On-premises you have a wide variety of standard tools, and 3rd party tools built on top of them, that could help you spot out in a short time where an issue might lie. Depending on the issue, without changing business processes, you could intervene by:

  1. Change infrastructure.
  2. Change configuration settings.
  3. Refactor code.

This is the typical performance troubleshooting cycle stream (collect/analyze – change – test).

With Dynamics 365 Business Central SaaS, it is only possible to go for point 3. And it is currently limited to the code you own.

And there it is where the serenity prayer kicks in:

“Lord grant me the serenity to accept the things I cannot change; courage to change the things I can; And wisdom to know the difference.”

This blog post is a prayer to have more telemetry to boost my (and probably yours) “courage” to change the things that I can.

MISSING INDEX SUGGESTION

There is a “Database Missing Indexes” page within the UI.

That page will execute:

SELECT index_handle,
object_name(object_id) AS object_name,
ISNULL(dm_db_missing_index_details.equality_columns, '') AS equality_columns,
ISNULL(dm_db_missing_index_details.inequality_columns, '') AS inequality_columns,
ISNULL(dm_db_missing_index_details.included_columns, '') AS included_columns,
statement
FROM sys.dm_db_missing_index_details
WHERE dm_db_missing_index_details.database_id = DB_ID(db_name())

That is super good BUT it is missing quite important details (imho, of course):

  • Number of user seeks. (how many times)
  • Last user seek (to spot out if it is outdated)
  • Average total user seeks cost (it will give you an idea of the relative cost of the query)
  • Average user impact % (how much the cost could be reduced, in percentage)

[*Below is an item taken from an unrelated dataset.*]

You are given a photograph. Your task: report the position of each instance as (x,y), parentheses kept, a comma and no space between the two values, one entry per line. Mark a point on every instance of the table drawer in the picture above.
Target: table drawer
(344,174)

These values, will provide what is called an index advantage:

Index Advantage = number of user seeks * average total user seeks cost * impact %

In this way, it is possible have a rank of the indexes to be created. Below an example (from an on-premise installation, of course)

Index_advantage 20.758.084
last_user_seek28/02/2024 14:50
Database,Schema,Table[PROD],[dbo],[CompanyXXX$Warehouse Entry]
equality_columns[UdC No_]
inequality_columnsNULL
included_columns[Location Code], [Bin Code], [Item No_], [Qty_ (Base)], [Variant Code], [Lot No_]
user_seeks328.726
avg_total_user_cost 63,43
avg_user_impact 99,55

I would be happy if this could be sent through telemetry e.g. once a week or month (configurable it will be even better) and on-demand by enabling verbose mode.

Below the query that I am using nowadays to spot missing indexes (on-premises) and calculate index advantage:

SELECT CONVERT(decimal(18,2), migs.user_seeks * migs.avg_total_user_cost * (migs.avg_user_impact * 0.01)) AS [index_advantage], 
CONVERT(nvarchar(25), migs.last_user_seek, 20) AS [last_user_seek],
mid.[statement] AS [Database.Schema.Table],
mid.equality_columns, mid.inequality_columns, mid.included_columns, migs.user_seeks,
CONVERT(decimal(18,2), migs.avg_total_user_cost) AS [avg_total_user_,cost], migs.avg_user_impact
FROM sys.dm_db_missing_index_groups AS mig WITH (NOLOCK)
INNER JOIN sys.dm_db_missing_index_group_stats_query AS migs WITH(NOLOCK)
ON mig.index_group_handle = migs.group_handle
CROSS APPLY sys.dm_exec_sql_text(migs.last_sql_handle) AS st
INNER JOIN sys.dm_db_missing_index_details AS mid WITH (NOLOCK)
ON mig.index_handle = mid.index_handle
INNER JOIN sys.partitions AS p WITH (NOLOCK)
ON p.[object_id] = mid.[object_id]
WHERE mid.database_id = DB_ID()
AND p.index_id < 2
ORDER BY index_advantage DESC OPTION (RECOMPILE);

DISABLE INDEX

This promising feature popped-up in 2023 Wave 2 announcement (version 23.x) and after few days it was removed from the what’s new and planned. Puff… Disappeared.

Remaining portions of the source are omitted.